609 posts - 2102 votes 

 
 Message 32 of 37
17 February 2009 at 10:40pm | IP Logged 
Dear Ms. Martone,

I am very happy to receive your update and I apologize in my turn for not getting right back to you with some feedback.

You yourself note that your questions are not formulated so as to facilitate straightforward responses from me but are rather articulations of themes that have been occupying your mind, themes that you attempt to keep in the background so as to minimize interference with actual studying. Therefore, rather than attempting to answer your questions, I would like to attempt to probe deeper into what makes you tick. You seem to be on a quest to determine the best study methods and techniques beforehand so that, when you actually do settle down to study, you will do so most efficiently and effectively. Is that fair to say? If so, then in its conception this is an extremely logical long-term planning strategy. However, when will you ever settle down to study? What now is your ratio of contemplation or even experimentation to actual studying? Frankly, I suspect you could be doing a better job of keeping the former in the background so as to minimize interference with the latter. You would probably actually discern the best methods for your learning style much more accurately by truly delving into the learning process rather than remaining on the outside, however accurately you observe what others do, and however much you experiment with this or that particular technique for overcoming this or that particular problem. It seems to me you are well on your way to becoming theoretically conversant on an academic level with how others have gone about becoming polyglots, but that in spending so much time on this, you risk never actually learning 10+ languages to a meaningful level yourself. I myself never spent any time contemplating learning strategies in the abstract; rather, I developed what I know about them as I went about learning languages.

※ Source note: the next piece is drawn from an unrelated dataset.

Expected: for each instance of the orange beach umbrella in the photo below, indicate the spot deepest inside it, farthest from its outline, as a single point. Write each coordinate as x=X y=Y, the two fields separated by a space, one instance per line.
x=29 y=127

If you are still serious about attaining your originally stated goal, then it really seems to me that what you need is not answers to any kind of further conceptual questions about how you should approach learning languages, but rather to work on developing the discipline to go about systematically learning a series of languages in a sustained fashion. Stop thinking about it and just do it. Let the languages that captivate you the most sweep you away such that you make real progress in them.